Elliot is an unusual boy who speaks very formally and wears a tuxedo everywhere he goes.  He doesn’t enjoy the chaos of other children, but when his father suggests they go to Family Fun Day at the aquarium, he is much too polite to tell him he’d rather not.  Off they go, and the adventure begins.  Elliot asks his father if he can have a penguin, and his father hands him $20 to buy what he presumes is a stuffed animal.  Oh no; the only stuffing involved is Elliot fitting the penguin into his backpack.  Once the penguin, whom he names Magellan, is settled at home, Elliot accommodates his penguin needs with some creativity and fun.  It takes a while for Elliot’s father to discover that the penguin Elliot keeps talking about is real and not imaginary or a toy, and when he does, there is a great surprise ending!

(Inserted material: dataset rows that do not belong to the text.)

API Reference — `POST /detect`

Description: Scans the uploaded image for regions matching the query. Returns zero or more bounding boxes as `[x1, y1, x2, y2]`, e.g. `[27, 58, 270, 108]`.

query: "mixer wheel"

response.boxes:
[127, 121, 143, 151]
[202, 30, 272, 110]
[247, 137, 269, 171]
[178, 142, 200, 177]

This charming story is full of silly laughs for kids, but there’s plenty of wit to amuse parents, too.  This is particularly fun to read aloud with voices we don’t always get to use for little boys and their fathers… and how often does one get to “GROK!” like a penguin?  There are clever bits of foreshadowing and references to geography throughout the story, making it interesting to read multiple times.  I can honestly testify that it’s still lively and fun the 34th time.  It’s also wonderful to see a story featuring a father and son and their time spent together.

Illustrator David Small did a beautiful job with this story.  His scenes are a perfect match for the text.  They are simple and still very detailed; cool and still very comfortable; and refined but still appropriately animated.  There are great little moments everywhere in this book — a penguin wearing a tiny bicycle helmet, the curve of the halls in the aquarium, Magellan gorging himself on seafood from the freezer.  It’s not a surprise at all that this book is a Caldecott Honor winner.  At the festival, Buzzeo shared that the librarian to whom the book is dedicated is featured in the story, and even though David Small had never seen a picture of her, her character looks exactly like the real woman — short red hair, glasses, the works.  Perhaps it’s a coincidence, but it’s clear that Small was really feeling the story.   The text and the pictures work together beautifully to tell a quirky, interesting, and fun tale.

One Cool Friend is a delight for all youngsters from preschool through elementary school.  It would make a lovely gift this holiday season, especially for penguin lovers.  Or anyone who enjoys laughing and surprise endings.  Or those waddling friends who enjoy anchovies.